Molecularly targeted therapies are being developed based on the specific gene expression profile of the patient. The ATA guidelines recommend using the BRAF inhibitor dabrafenib for patients carrying BRAF V600E mutations (54,55). Further research can validate TERTp mutations as a novel therapeutic target. Although treatment with eribulin is an option for malignant meningiomas and soft tissue sarcomas, it is still in the early stages of development (56,57).
This study has some limitations. It was a retrospective study conducted at a single institution. Prospective studies conducted at multiple institutions should be considered for further validation with a larger number of cases. The prognosis of thyroid cancer is favorable; therefore, a prolonged period of observation is necessary to evaluate the risk of recurrence and the overall prognosis.
In conclusion, based on the analysis of 133 patients with PTC, TrSNP in the TERTp region and the C228T mutation were significantly correlated with the PTC tumor size and grade. In particular, the TrSNP and TERTp mutations, particularly C228T increased the TERTp activity. In this study, we elucidated the involvement of TrSNP and C228T in the adverse biology of PTC. The coexistence of the BRAFV600E mutation with TERTp mutations and TrSNP was significantly associated with tumor size as well as extraglandular invasion indicating a higher malignant potential. Therefore, the TrSNP polymorphism accompanied by the C228T point mutation and the BRAFV600E mutation could serve as potential molecular markers for tumor growth or exacerbation of PTC. As the diagnosis of thyroid cancer is based on cytologic analysis, it is in the patient's best interest to confirm the nature of the tumor by oncogene testing of a preoperative cytologic specimen. Preoperative genetic testing of the tumor and assessing the risk of progression can assist in decision-making, including the decision to proceed with surgery. Therefore, it is recommended that TrSNP carriers undergo careful follow-up regardless of tumor size or grade. It would be beneficial to consider the possibility of testing cytology specimens for the C228T and BRAFV600E mutations.
Supplementary Material
Supporting Data
Acknowledgements
The authors would like to thank Ms. Ayumi Sumiishi, Ms. Namiko Kondo, Ms. Kaoruko Kojima (Department of Pathology, Kyorin University School of Medicine, Mitaka, Japan) and Ms. Miyuki Murayama (Department of General Thoracic and Thyroid Surgery, Kyorin University, School of Medicine, Mitaka, Japan) for their technical support.
Funding
Funding: No funding was received.
Availability of data and materials
The data generated in the present study are not publicly available due to the institution's policy but may be requested from the corresponding author.
Authors' contributions
YN and HKa designed the study, wrote the first draft of the manuscript and confirm the authenticity of all the raw data. KH and RT contributed to data analysis and interpretation and assisted in drafting the manuscript. TC and MF contributed to data analysis. YA, TH, TM and HKo contributed to data collection and interpretation, and critically reviewed the manuscript. All authors agree to take responsibility for all aspects of the work to ensure that questions about the accuracy or integrity of any part of the work are appropriately investigated and resolved. All authors have read and approved the final manuscript.

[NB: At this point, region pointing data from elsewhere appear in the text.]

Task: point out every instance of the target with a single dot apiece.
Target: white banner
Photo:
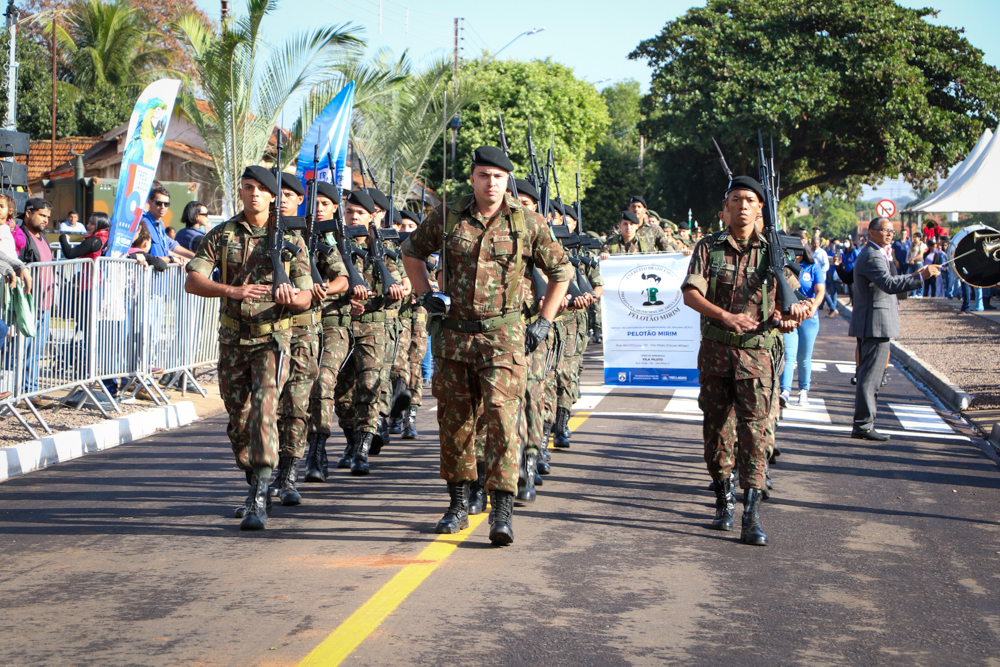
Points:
(650, 337)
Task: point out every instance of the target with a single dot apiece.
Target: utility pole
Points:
(52, 151)
(10, 123)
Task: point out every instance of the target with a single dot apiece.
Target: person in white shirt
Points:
(73, 224)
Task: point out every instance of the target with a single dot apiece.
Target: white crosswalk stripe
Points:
(920, 418)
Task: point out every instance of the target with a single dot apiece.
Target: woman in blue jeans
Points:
(799, 343)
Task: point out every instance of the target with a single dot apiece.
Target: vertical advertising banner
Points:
(147, 130)
(651, 338)
(330, 131)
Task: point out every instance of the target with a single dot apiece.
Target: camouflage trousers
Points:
(738, 422)
(356, 395)
(416, 352)
(336, 346)
(250, 389)
(533, 405)
(493, 387)
(293, 410)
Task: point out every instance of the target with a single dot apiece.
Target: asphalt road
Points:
(879, 554)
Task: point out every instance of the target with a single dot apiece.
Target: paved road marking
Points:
(783, 424)
(814, 413)
(342, 641)
(920, 418)
(590, 396)
(684, 402)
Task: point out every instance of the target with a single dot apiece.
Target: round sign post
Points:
(885, 208)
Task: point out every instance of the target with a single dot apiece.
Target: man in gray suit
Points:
(876, 319)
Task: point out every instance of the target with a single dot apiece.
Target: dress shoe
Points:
(870, 434)
(456, 519)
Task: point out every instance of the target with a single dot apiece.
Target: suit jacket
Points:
(876, 310)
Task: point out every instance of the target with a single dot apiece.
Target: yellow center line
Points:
(342, 641)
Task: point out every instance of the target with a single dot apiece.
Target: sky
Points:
(592, 38)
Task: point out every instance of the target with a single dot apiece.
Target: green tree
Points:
(564, 111)
(246, 82)
(852, 92)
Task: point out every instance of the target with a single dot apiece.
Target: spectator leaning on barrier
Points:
(37, 212)
(195, 219)
(72, 225)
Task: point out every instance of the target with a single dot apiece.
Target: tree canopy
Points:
(852, 92)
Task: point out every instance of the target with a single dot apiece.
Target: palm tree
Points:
(245, 83)
(406, 125)
(109, 47)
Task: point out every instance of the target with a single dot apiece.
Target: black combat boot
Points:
(753, 532)
(381, 436)
(314, 459)
(288, 470)
(559, 438)
(255, 517)
(457, 517)
(359, 466)
(725, 504)
(502, 518)
(410, 424)
(526, 486)
(345, 460)
(477, 490)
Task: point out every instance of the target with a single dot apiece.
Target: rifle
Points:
(276, 241)
(777, 257)
(345, 242)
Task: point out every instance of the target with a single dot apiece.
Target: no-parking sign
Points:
(885, 208)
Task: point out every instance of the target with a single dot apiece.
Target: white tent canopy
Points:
(972, 186)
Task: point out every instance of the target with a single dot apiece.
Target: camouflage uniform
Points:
(336, 323)
(253, 337)
(737, 377)
(359, 383)
(488, 363)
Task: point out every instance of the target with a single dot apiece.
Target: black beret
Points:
(362, 199)
(263, 176)
(292, 182)
(380, 199)
(491, 156)
(746, 183)
(526, 188)
(328, 190)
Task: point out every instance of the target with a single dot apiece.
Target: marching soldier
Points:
(727, 284)
(335, 311)
(253, 336)
(480, 342)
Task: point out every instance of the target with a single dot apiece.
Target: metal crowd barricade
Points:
(102, 324)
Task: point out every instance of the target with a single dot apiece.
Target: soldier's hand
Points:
(250, 291)
(535, 333)
(285, 294)
(739, 322)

Ethics approval and consent to participate
The present study was approved by the Ethics Review Committee of the Faculty of Medicine of Kyorin University on April 28, 2023 (No. R01-002_759-02; Mitaka, Tokyo, Japan). Written informed consent was obtained from all patients.
Patient consent for publication
Not applicable.
Competing interests
The authors declare that they have no competing interests.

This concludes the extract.